Tenemos que permitir que el caballo coloque su cabeza donde quiera, ya que su postura de cabeza y cuello son un reflejo de su equilibrio y la postura de su core. Esto significa que no debemos tirar de las riendas, pero que debemos empujar las riendas. El contacto debe ser muy ligero para no restringir la postura del caballo y no interferir con el libre movimiento de la cabeza y del cuello del caballo.

En la parte de trabajo a la cuerda de este curso, comenzamos con la recopilación de información y comenzaremos de la misma manera cuando entrenemos un caballo montado. Evaluaremos la cantidad de energía y si el caballo está en equilibrio vertical o no. Y si el caballo está fuera de equilibrio vertical, ¿dónde está su peso? ¿En el hombro izquierdo o en el derecho? ¿O, el interior o el exterior del hombro? Es mucho más fácil para un caballo encontrar y mantener el equilibrio vertical sin llevar a un jinete. El peso del jinete provoca un peso extra en el tercio anterior y, por lo tanto, aumenta el desequilibrio horizontal y el vertical. Es por eso que necesitamos entrenar un caballo para el equilibrio vertical y una buena postura primero sin jinete, antes de comenzar a entrenarlo montado. Y este entrenamiento, correctamente realizado, llevará unos meses. Si el caballo puede mantener la postura de adelante, hacia abajo y hacia afuera con facilidad y durante un período de tiempo más largo, habrá desarrollado la fuerza suficiente para llevar al jinete con confianza.

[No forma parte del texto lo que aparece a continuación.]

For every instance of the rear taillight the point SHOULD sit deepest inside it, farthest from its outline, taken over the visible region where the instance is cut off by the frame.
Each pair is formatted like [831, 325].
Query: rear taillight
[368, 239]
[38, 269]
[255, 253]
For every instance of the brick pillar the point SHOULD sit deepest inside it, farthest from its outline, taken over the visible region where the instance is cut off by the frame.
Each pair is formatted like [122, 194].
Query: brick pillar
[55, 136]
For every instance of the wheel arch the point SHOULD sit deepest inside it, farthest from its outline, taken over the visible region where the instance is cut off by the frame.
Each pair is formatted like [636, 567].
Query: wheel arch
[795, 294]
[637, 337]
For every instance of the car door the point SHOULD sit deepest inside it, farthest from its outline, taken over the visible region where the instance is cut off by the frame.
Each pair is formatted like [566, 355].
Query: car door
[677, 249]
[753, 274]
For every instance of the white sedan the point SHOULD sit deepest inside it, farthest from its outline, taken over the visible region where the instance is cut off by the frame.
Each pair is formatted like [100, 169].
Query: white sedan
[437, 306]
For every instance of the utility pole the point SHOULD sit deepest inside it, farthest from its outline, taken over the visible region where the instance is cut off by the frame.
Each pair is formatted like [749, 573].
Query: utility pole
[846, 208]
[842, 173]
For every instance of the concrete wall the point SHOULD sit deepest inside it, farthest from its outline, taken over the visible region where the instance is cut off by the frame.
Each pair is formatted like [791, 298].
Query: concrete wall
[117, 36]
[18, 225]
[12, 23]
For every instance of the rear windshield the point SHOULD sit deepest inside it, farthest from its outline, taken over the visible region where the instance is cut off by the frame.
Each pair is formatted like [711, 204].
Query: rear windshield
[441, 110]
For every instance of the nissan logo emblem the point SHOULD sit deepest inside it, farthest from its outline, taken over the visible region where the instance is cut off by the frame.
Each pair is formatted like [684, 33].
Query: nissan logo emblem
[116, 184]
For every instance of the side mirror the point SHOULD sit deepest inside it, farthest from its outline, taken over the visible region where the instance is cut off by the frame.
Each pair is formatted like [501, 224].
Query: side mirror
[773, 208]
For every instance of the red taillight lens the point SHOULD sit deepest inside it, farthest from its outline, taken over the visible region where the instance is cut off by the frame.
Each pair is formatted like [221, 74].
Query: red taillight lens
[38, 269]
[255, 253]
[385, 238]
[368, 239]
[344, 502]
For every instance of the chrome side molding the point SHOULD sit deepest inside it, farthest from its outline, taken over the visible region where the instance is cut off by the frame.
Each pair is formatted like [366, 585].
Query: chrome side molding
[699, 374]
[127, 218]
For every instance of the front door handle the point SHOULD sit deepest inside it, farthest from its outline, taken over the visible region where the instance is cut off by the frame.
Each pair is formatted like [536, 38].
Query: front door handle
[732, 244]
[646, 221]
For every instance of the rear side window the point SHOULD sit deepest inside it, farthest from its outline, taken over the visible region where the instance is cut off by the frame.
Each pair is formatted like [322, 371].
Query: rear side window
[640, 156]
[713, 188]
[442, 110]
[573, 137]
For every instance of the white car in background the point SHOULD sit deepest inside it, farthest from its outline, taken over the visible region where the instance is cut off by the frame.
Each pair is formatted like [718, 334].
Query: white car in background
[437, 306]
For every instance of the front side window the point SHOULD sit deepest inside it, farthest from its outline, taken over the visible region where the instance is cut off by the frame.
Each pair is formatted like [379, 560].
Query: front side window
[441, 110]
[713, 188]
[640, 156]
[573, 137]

El jinete está en “medio asiento”. De esta forma, el caballo puede levantar el lomo mucho más fácilmente. El jinete desplaza su punto de gravedad hacia atrás, para evitar que su peso vaya hacia el tercio anterior del caballo.

 

No importa si se da cuerda o se entrena a un caballo montado, los principios del equilibrio vertical siguen siendo los mismos. Estamos seguros de que el caballo encontró su equilibrio vertical si ELIGE él mismo ir hacia adelante hacia abajo y hacia afuera. Por supuesto, durante el entrenamiento montado es más difícil para el caballo, porque necesita llevar el peso del jinete y esto significa que tenemos que asumir la responsabilidad de nuestro equilibrio, de nuestra postura y de nuestras manos. Necesitamos poder equilibrarnos y estabilizarnos de una manera que ayudemos al caballo a encontrar el equilibrio en lugar de hacer que lo pierda Y debemos montar con una mano que lo permita, haciendo posible que el caballo mantenga su libertad de postura, movimiento de la cabeza y del cuello. Si restringimos el movimiento de la cabeza y del cuello, esto tiene consecuencias para el movimiento y la estabilidad en otros lugares de la columna y las extremidades.

En el siguiente vídeo comenzaremos con la evaluación de la energía y del equilibrio vertical del caballo. Tenemos que considerar el hecho de que si un caballo está fuera del equilibrio vertical, tiene dos formas de compensarlo, disminuyendo su energía y ralentizando o aumentando su energía y acelerando. Por otro lado, si un caballo CON equilibrio vertical se mueve con muy poca energía, no nos muestra una postura FDO completamente correcta. Y, por supuesto, si el caballo está en equilibrio vertical, pero está acelerando (en la mayoría de los casos porque los jinetes les piden que lo haga, ya que un caballo en equilibrio en general no se acelera) también podemos ver que el FDO no es 100% correcto. Esto significa que siempre tenemos que observar si la causa de una postura FDO incorrecta proviene principalmente de un nivel de energía incorrecto o de un error directo en el propio equilibrio vertical. ¡Y esto es cuestión de observar muy de cerca, entrenar la vista y atreverse a experimentar! Atrévete a experimentar cambiando la energía y el equilibrio vertical.